Mindfulness teaches us how to respond in 1/2 second or less

How many times have you done a particular behavior even though you’ve told yourself just as many times that you aren’t going to do it ever again?  Be honest. You don’t have to tell anyone.  But, you do have to live with the consequences of your behavior.  This morning it was me getting mad and throwing up my hands at the lady in the big red SUV behind me at the stoplight.  The second the light turned green she was honking at me and it really caught me off guard.

Did you know that you have one-half of a second between the time you see something, hear something, think something, or read something before you engage in a behavior.  For instance, you have one-half of a second after you see the chocolate cake with chocolate icing in the break room at work to decide “I’m not going to have any because I’m not hungry” or just mindlessly gobble down a piece (or two).  That’s why you might be on the “see food, eat food” diet.  You’re just not present for that one-half of a second when you could choose the behavior based on your real hunger.

This means that you have to be REALLY PRESENT to catch that one-half of a second.  Just think about how many minutes and hours go by that you aren’t really present and the enormity of this proposition becomes clear.  Cheri Huber wrote, “We don’t lack self-discipline, we lack presence.”   I tell this to people in my classes who are working on not eating when they’re stressed, bored, or distracted. It’s not about self-discipline; it’s about being aware of where you are and what you are doing.

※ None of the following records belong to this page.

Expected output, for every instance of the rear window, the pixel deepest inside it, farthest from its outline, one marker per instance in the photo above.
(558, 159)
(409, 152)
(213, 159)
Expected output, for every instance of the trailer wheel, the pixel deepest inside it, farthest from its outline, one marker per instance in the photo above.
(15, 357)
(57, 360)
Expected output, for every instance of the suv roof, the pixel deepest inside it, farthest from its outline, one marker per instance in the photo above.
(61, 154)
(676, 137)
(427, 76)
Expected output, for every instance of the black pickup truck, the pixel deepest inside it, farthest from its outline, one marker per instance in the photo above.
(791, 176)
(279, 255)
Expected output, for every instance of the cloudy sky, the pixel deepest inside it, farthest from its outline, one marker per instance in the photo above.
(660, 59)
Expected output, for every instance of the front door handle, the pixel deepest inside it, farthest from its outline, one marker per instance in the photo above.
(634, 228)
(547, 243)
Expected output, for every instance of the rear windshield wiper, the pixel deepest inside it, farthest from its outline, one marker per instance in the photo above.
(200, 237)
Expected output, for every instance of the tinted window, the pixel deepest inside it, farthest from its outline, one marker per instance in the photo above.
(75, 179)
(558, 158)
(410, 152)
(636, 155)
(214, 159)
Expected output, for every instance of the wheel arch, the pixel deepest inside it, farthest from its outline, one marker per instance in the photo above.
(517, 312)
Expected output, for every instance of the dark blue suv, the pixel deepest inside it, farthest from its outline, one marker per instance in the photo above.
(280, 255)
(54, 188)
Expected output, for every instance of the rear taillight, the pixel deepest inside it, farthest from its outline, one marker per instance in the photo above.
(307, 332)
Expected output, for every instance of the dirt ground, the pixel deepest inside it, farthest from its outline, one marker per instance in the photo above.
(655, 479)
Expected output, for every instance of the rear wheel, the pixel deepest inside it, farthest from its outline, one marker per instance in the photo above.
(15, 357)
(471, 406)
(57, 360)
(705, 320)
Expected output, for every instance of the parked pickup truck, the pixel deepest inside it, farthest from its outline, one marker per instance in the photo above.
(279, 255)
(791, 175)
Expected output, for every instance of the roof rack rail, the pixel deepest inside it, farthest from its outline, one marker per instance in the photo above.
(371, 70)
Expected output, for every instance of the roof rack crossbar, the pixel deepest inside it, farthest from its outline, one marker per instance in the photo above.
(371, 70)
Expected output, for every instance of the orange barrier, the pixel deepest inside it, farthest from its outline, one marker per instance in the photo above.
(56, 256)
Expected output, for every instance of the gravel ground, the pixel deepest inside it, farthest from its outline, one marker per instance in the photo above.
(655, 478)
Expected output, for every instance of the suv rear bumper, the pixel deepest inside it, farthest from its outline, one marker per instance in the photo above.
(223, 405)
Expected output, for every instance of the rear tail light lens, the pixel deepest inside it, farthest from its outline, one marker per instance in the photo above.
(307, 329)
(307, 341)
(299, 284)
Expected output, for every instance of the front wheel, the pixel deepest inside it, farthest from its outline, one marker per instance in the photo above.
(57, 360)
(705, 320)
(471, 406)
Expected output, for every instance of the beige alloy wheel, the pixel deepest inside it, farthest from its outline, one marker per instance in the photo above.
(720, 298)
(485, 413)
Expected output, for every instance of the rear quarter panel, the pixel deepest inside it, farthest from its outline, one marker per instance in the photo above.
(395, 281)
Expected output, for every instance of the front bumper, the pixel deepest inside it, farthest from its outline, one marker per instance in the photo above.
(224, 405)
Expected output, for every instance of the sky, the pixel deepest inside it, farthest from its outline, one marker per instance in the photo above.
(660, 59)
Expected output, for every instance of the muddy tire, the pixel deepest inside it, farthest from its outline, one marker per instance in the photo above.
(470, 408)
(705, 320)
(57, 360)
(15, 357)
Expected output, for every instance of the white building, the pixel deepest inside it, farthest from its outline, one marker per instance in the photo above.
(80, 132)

Victor Frankl was right –“Between stimulus and response there is a space. In that space is our power to choose our response. In our response lies our growth and our freedom.” That space amounts to one-half of a second.  In that space lies your freedom to choose your response to any situation—with food, with a co-worker, with your partner, with your child, with the person behind you in the red SUV, and anyone and anything else that pops up in your life.

Mindfulness teaches us how to use this space.  First of all you have to become aware that there is a space.  So go through the rest of the day being on the lookout for when you get triggered with a stimulus that you know can “make you” do something you don’t feel good about later.  Take a breath or two and notice the impulse to say or do something that you normally do without thinking, but don’t say or do it this time.  Be aware of your choices.  You could do nothing.  You could smile. You could breathe some more. Instead of engaging in automatic behaviors–breathe, think about it first, and then respond.

For me this morning, I could have waved and smiled.  I would have felt better and so would the woman in the red SUV.  So, wherever you are, this is me smiling and waving.